Forma é conteúdo?
por Bruno CarmeloO retrato cinematográfico de Rogério Duarte teria diversas premissas possíveis. Ele poderia ser visto prioritariamente como artista plástico, como criador de cartazes famosos do Cinema Novo, ou então como compositor, escritor, filósofo... O documentário dirigido por José Walter Lima explora todas essas vertentes, definindo o biografado como um intelectual de opiniões fortes sobre cinema, arte, sociedade, xadrez e religião. Ele é um homem de múltiplos interesses, e o filme acompanha esta pluralidade de abordagens com grande atenção.
Esta é provavelmente a maior qualidade de Rogério Duarte, o Tropikaoslista: a capacidade de expandir a importância do protagonista para além de seu trabalho ou das principais passagens de sua vida. Rogério Duarte é um homem de ideias, muitas delas fascinantes: rumo ao final, o artista demonstra um dispositivo arquitetônico através do qual reflete sobre a temporalidade, a desigualdade social, o caos urbano. Estas explicações são transmitidas de modo despojado, divertido, como numa conversa entre amigos. O tom da produção é agradável do início ao fim.
Os problemas começam com o trabalho técnico do filme. A direção de fotografia, captação de som direto e edição de som são muito fracas, a exemplo do longo depoimento de Rogério Duarte, sob uma luz fortíssima e dura em seu rosto, ou no depoimento do personagem com uma camiseta branca, sobre um fundo branco, com luz mal trabalhada e som tão deficiente que parece captado diretamente da câmera.
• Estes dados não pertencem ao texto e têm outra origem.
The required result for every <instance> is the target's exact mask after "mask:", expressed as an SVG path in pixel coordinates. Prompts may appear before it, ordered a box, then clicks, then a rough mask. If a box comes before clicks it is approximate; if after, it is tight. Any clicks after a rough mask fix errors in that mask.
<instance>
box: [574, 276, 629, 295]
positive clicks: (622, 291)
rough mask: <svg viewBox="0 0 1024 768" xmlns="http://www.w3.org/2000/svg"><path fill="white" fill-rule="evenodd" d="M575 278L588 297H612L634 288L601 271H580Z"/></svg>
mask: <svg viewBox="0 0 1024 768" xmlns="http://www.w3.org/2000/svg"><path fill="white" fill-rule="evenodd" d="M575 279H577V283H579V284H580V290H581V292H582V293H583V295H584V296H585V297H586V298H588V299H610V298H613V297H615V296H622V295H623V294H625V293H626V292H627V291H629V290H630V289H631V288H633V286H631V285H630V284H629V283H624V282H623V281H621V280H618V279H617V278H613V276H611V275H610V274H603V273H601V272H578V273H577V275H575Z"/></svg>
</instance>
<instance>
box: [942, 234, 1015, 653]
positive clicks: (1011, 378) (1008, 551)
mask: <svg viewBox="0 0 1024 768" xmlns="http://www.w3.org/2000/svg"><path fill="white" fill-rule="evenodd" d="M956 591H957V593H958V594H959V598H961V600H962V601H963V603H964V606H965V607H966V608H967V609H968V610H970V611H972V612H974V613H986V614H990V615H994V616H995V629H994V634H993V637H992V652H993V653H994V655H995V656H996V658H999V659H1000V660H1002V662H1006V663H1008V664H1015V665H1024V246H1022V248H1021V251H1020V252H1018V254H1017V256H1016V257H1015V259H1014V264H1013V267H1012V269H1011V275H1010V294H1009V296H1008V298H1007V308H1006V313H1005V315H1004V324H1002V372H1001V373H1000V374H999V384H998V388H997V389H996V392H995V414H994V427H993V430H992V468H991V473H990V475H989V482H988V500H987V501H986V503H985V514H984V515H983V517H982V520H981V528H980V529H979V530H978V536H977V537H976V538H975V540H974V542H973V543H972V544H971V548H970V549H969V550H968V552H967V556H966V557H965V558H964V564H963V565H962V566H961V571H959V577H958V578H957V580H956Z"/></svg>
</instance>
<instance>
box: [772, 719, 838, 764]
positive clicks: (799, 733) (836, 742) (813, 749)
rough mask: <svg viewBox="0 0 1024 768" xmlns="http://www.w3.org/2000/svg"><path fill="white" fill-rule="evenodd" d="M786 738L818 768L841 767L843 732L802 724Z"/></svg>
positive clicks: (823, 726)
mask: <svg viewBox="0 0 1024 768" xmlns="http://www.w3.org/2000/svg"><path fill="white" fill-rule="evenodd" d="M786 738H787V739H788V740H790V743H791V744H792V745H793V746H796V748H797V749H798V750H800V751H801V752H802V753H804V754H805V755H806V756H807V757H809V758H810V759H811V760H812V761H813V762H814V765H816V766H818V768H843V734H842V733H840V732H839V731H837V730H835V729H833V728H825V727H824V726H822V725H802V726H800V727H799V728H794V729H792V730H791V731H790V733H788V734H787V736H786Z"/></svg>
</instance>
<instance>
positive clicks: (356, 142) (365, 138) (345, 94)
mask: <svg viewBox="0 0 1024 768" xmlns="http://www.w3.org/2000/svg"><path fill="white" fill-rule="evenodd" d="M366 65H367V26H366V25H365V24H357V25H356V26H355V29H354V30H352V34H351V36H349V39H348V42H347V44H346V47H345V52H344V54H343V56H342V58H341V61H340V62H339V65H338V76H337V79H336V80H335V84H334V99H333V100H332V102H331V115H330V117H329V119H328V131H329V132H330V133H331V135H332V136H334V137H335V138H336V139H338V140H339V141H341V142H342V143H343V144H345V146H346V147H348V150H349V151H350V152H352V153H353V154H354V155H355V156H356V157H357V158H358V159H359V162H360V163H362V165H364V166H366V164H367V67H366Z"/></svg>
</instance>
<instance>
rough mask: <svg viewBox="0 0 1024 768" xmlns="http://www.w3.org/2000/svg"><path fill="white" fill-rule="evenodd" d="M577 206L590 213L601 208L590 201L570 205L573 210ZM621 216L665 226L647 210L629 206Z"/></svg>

É evidente que o projeto foi realizado com recursos limitados, porém o mínimo de esmero na linguagem audiovisual seria desejável. O mesmo pode ser dito das citações: as passagens com Caetano Veloso e Gilberto Gil são longas e burocráticas, e a citação do cineasta a si mesmo beira o egocentrismo.
Outro elemento questionável diz respeito à forma do projeto. O artista defende que “forma é conteúdo”, algo que ele aplica organicamente ao design, arquitetura e cinema. No entanto, o filme dedicado a Rogério Duarte não demonstra o mesmo cuidado com a própria forma. O Tropikaoslista se une a tantos outros documentários biográficos recentes que abordam a vida de pessoas transgressoras de modo domesticado, convencional. Rogério Duarte diz procurar o “underground absoluto, total”, porém seu retrato cinematográfico está mais próximo da “arquitetura funcional” criticada por ele, em sua alternância básica de depoimentos e imagens de arquivo.
O resultado funciona em seu viés informativo, sendo capaz de expor conceitos complexos e raros nas artes contemporâneas. Infelizmente, ele se esquece de propor uma linguagem capaz de dialogar com aquela do biografado, ao invés de apenas homenageá-lo. O cinema se apequena quando fica refém do tema e das boas vontades, quando se contenta com a apreensão ao invés da construção. Para tema subversivo, é preciso uma forma subversiva.